The International Law Student Association is a university-established organization that involves law students worldwide. Members of ILSA have the opportunity to join several committees, ranging from events organizing committees, which allow students to broaden their networking abilities, to the committee in charge of marketing, which relies on its members’ networking skills.
We have the chance to broaden the knowledge we acquire in university regarding international law, by meeting renowned scholars and organizing conferences and field trips to legal establishments such as, in this instance, Eurojust. The organization is based in the same premises as those of the ICC’s former headquarters.

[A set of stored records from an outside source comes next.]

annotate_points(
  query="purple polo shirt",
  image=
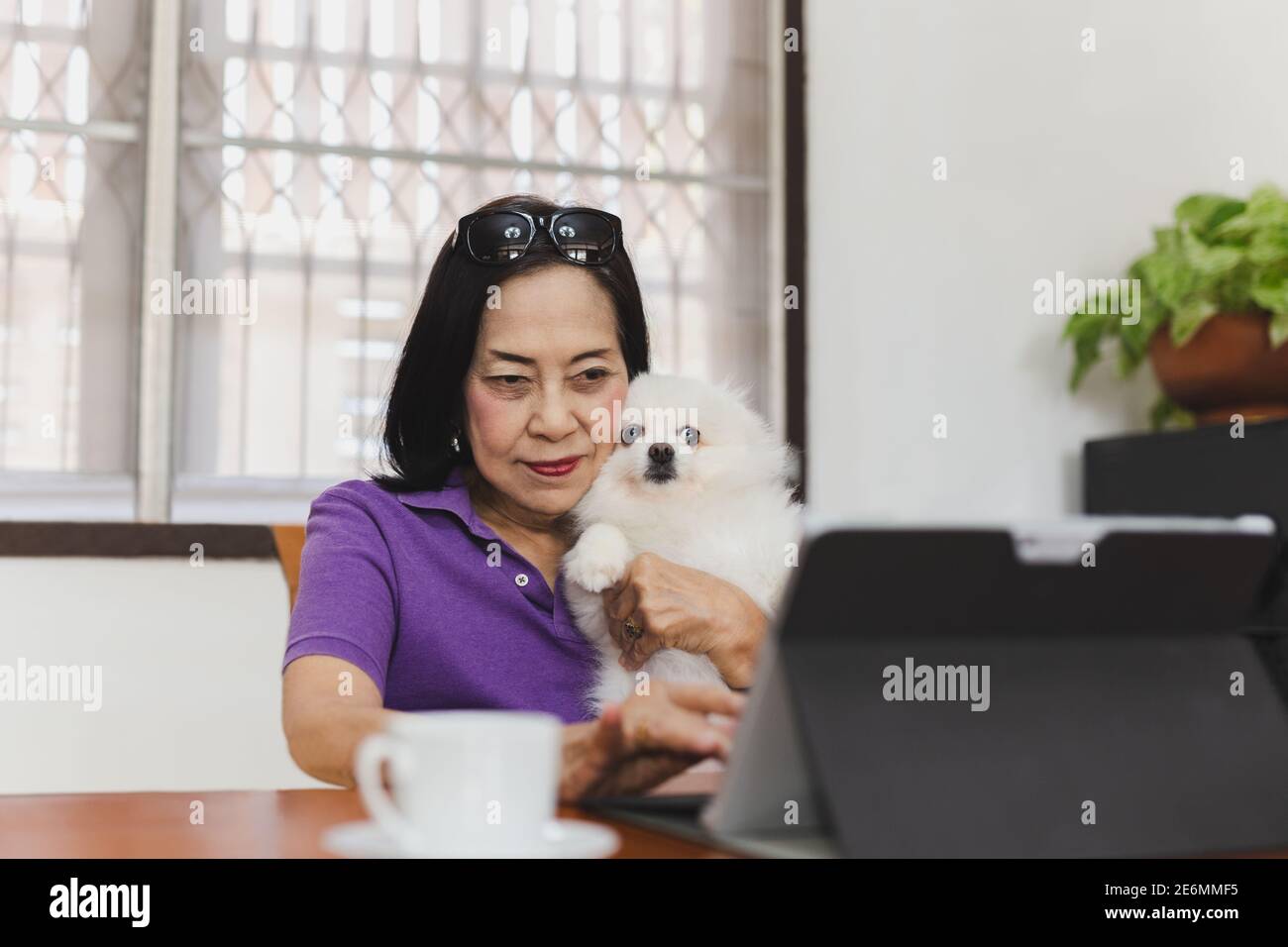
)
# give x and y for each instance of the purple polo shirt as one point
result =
(399, 585)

This was where we were welcomed by the head of Public Relations of Eurojust: Ms. Leen de Zutter which provided us with great insight into the workings of Eurojust as the European Union’s Judicial Cooperation Unit. The organization has been active since 2002 and, coincidentally, the table we sat around was the same one at which the 15 national members discussed the founding principles of Eurojust for the first time.
Since then, Eurojust has developed into an organization that brings together experienced prosecutors, judges, and police officers from all its member states. It serves as a platform that allows cooperation between organs of the countries within the European Union in dealing with criminal offences that affect international peace and security. The advantages the organization offers are clearly shown in the extraordinary increase in the number of cases brought to it by the member states since its creation. In its first year, 202 cases were brought before it, while in the year 2015 it handled 2214 cases.

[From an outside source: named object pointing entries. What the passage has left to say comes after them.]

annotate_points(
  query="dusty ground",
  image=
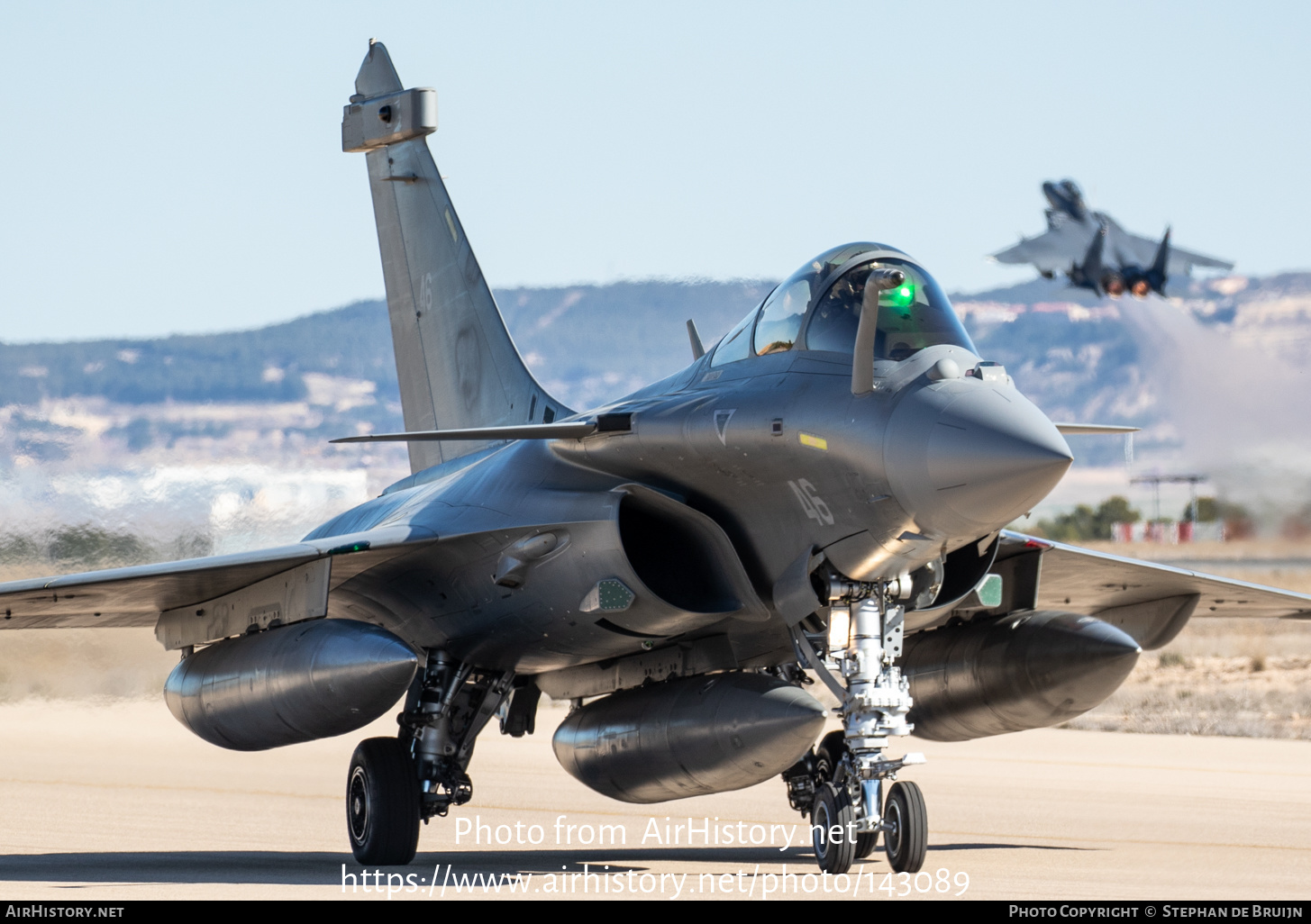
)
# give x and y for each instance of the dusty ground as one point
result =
(1219, 678)
(120, 801)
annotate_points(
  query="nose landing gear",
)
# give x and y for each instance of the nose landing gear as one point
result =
(841, 783)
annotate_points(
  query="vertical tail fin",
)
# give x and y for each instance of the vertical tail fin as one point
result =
(455, 360)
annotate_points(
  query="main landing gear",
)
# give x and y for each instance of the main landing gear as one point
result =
(841, 784)
(396, 783)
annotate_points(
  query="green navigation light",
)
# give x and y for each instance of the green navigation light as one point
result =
(902, 296)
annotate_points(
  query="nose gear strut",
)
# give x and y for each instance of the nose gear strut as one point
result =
(842, 784)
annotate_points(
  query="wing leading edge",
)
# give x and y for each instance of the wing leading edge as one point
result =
(137, 596)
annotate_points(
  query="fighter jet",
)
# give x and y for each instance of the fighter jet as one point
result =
(823, 494)
(1097, 253)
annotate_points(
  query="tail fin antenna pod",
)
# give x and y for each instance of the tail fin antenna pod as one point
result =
(1092, 259)
(455, 362)
(1157, 276)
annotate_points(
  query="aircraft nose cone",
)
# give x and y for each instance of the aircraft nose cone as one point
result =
(976, 460)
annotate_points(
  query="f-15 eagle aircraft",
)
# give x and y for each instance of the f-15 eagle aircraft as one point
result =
(673, 563)
(1097, 253)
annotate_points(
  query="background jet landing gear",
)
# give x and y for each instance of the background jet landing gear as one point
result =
(395, 783)
(841, 783)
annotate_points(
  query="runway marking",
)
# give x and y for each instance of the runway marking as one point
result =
(942, 762)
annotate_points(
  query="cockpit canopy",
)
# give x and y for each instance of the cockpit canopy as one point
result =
(818, 308)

The association is organized into two main operating bodies: college and administration. The first is composed of 28 national members and is responsible for the organization and operation of Eurojust and the second is headed by the administrative director which is in charge of the general management of Eurojust.

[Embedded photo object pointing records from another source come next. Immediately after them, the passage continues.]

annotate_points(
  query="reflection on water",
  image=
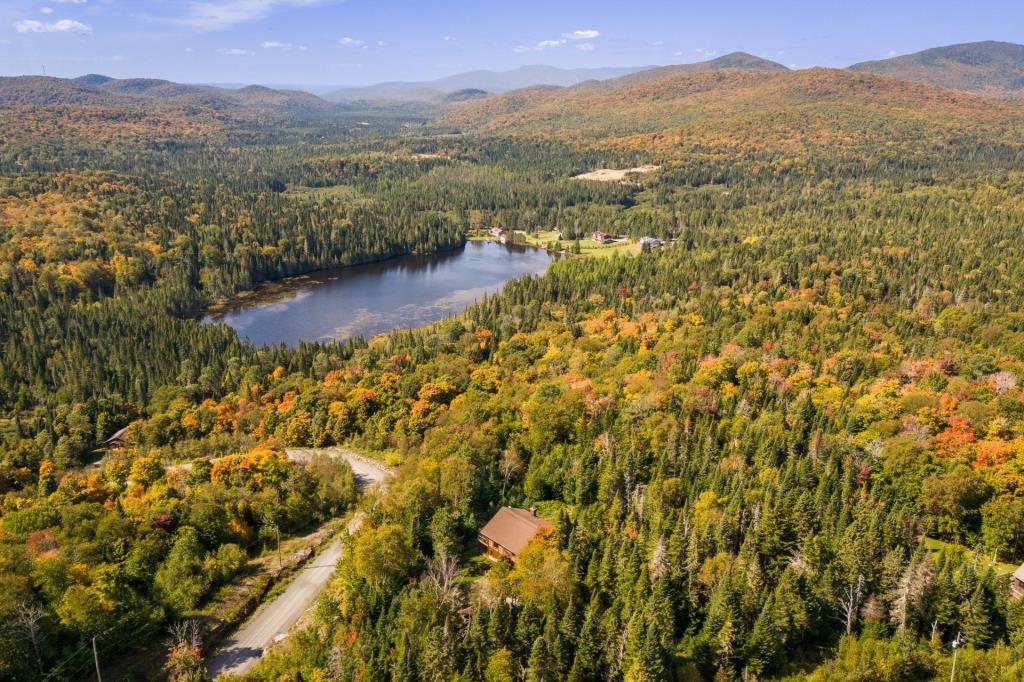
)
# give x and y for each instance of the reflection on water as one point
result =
(364, 300)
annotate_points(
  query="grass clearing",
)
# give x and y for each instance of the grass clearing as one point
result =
(934, 546)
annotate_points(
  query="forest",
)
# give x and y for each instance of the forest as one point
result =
(786, 444)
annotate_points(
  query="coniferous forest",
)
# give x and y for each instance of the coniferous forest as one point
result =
(785, 443)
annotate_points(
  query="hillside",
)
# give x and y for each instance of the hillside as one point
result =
(489, 81)
(94, 89)
(740, 60)
(990, 68)
(740, 110)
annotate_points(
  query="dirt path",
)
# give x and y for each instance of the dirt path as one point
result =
(241, 651)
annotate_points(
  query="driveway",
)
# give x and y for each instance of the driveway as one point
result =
(241, 651)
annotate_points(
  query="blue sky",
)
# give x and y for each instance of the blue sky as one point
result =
(366, 41)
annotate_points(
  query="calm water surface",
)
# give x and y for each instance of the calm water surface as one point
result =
(364, 300)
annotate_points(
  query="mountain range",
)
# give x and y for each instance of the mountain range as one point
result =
(487, 81)
(94, 89)
(989, 67)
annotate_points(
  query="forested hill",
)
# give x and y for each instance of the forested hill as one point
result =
(740, 60)
(100, 90)
(739, 109)
(990, 68)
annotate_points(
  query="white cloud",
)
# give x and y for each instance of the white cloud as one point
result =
(589, 34)
(64, 26)
(287, 47)
(541, 46)
(220, 14)
(586, 35)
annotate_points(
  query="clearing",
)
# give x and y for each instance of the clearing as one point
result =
(613, 174)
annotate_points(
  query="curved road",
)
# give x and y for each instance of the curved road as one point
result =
(241, 651)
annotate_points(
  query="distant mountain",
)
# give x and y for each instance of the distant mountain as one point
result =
(737, 109)
(488, 81)
(101, 90)
(732, 60)
(467, 94)
(989, 68)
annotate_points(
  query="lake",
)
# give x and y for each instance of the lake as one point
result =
(364, 300)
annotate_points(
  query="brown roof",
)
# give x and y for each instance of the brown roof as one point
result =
(513, 528)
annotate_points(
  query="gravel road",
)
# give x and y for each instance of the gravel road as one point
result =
(241, 651)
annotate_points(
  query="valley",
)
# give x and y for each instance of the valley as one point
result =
(742, 345)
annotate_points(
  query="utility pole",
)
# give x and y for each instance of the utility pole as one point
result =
(956, 644)
(281, 564)
(95, 658)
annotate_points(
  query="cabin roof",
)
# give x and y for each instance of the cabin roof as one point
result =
(118, 435)
(513, 528)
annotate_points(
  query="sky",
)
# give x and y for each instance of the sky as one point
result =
(355, 42)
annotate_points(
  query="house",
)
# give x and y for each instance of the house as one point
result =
(508, 533)
(120, 438)
(1017, 582)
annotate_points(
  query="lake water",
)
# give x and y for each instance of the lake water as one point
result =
(364, 300)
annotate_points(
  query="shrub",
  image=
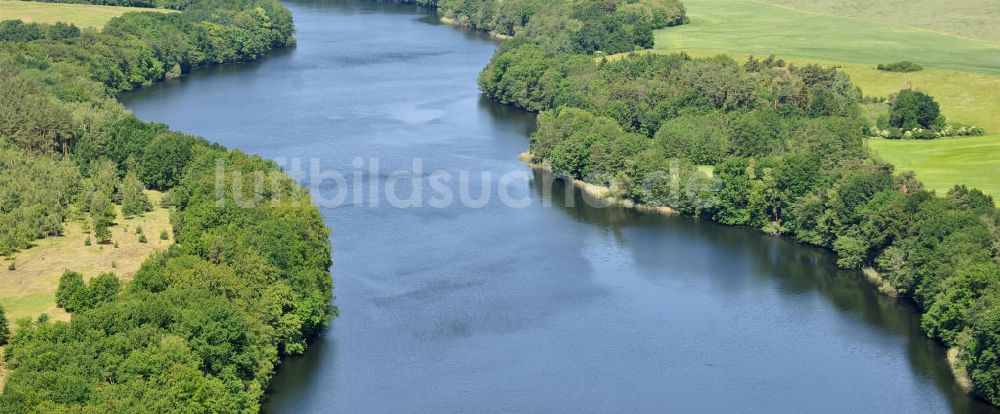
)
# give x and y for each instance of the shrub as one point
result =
(72, 294)
(4, 327)
(904, 66)
(915, 109)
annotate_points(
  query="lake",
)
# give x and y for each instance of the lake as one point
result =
(550, 305)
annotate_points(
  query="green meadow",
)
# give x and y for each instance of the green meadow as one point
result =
(975, 19)
(82, 15)
(943, 163)
(962, 73)
(748, 27)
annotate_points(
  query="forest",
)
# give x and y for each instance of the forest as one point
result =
(202, 326)
(787, 148)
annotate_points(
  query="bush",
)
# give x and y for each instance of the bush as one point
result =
(4, 327)
(72, 294)
(904, 66)
(914, 109)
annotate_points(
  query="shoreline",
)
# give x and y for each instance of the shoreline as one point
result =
(599, 192)
(604, 193)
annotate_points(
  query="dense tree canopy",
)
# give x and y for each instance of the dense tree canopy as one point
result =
(201, 326)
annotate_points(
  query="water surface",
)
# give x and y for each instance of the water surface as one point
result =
(561, 309)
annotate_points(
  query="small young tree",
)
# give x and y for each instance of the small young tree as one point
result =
(915, 109)
(102, 213)
(4, 327)
(103, 288)
(134, 199)
(71, 294)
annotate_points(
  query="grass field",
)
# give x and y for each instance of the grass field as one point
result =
(968, 18)
(748, 27)
(81, 15)
(29, 291)
(943, 163)
(963, 74)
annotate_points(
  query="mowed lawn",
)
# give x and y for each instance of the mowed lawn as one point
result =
(748, 27)
(943, 163)
(962, 69)
(81, 15)
(968, 18)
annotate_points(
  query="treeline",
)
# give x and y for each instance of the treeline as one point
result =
(576, 26)
(202, 326)
(787, 148)
(138, 48)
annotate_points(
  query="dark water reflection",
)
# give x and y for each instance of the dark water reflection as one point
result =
(539, 309)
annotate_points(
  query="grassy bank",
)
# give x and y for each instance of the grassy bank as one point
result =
(82, 15)
(747, 27)
(968, 18)
(963, 74)
(30, 290)
(942, 163)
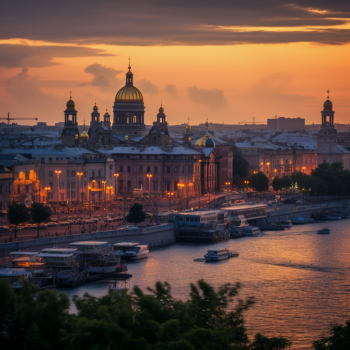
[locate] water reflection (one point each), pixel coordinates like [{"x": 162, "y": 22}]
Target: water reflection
[{"x": 300, "y": 280}]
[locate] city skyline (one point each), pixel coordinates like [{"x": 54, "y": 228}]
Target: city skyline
[{"x": 227, "y": 64}]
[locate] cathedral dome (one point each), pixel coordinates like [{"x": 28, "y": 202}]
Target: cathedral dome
[
  {"x": 129, "y": 93},
  {"x": 84, "y": 135},
  {"x": 328, "y": 104},
  {"x": 70, "y": 104}
]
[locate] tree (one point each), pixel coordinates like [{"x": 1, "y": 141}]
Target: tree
[
  {"x": 209, "y": 319},
  {"x": 277, "y": 183},
  {"x": 339, "y": 338},
  {"x": 17, "y": 213},
  {"x": 136, "y": 214},
  {"x": 260, "y": 182},
  {"x": 40, "y": 213}
]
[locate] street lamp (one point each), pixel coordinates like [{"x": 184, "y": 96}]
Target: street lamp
[
  {"x": 80, "y": 175},
  {"x": 58, "y": 172},
  {"x": 47, "y": 189},
  {"x": 149, "y": 185},
  {"x": 116, "y": 184}
]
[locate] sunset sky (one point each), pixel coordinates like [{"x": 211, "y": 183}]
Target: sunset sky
[{"x": 224, "y": 60}]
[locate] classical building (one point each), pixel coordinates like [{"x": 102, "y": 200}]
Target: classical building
[{"x": 129, "y": 110}]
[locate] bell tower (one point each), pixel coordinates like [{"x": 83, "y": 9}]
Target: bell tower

In order to promote and to expand the reach of Eurojust in the fight against international crime, it collaborates with three liaison prosecutors: USA, Norway, and Switzerland. Through these, Eurojust is able to cooperate with third states by using the Eurojust National Coordination Systems (ENCS).
Furthermore, the Eurojust has the authority to coordinate the investigation of cases that affect EU countries by setting up Joint Investigations Teams (JIT), providing the organization with the necessary information to work on the case in hand.
By better understanding Eurojust’s modus operandi, we were able to relate the contents of our studies to a working organization. We did so by mirroring what we learned in books to its application in real life situations.
Despite the complicated nature of cooperation between countries pertaining to different legal systems, the pivotal role of Eurojust has become much clearer now that Ms. De Zutter has presented the unit to us, highlighting the way Eurojust was and is perceived on an international scale, giving prominence to the importance public relations have in the perception of Eurojust on the European scene.
As international law students, we study the way different countries coexist on a global scale and can therefore appreciate the delicate balance that Eurojust helps to maintain between them.
The role played by Eurojust in this field is unprecedented. It is truly inspiring to see the results of the work that began only 14 years ago and has come so far.
Our visit to Eurojust has contributed to our understanding of its workings. Eurojust has grown as an organization, achieving an important role in the cooperation between European States with regards to international criminal cases, and as statistics have shown, it will acquire ever greater importance in the solving of criminal cases, not only within Europe but also worldwide.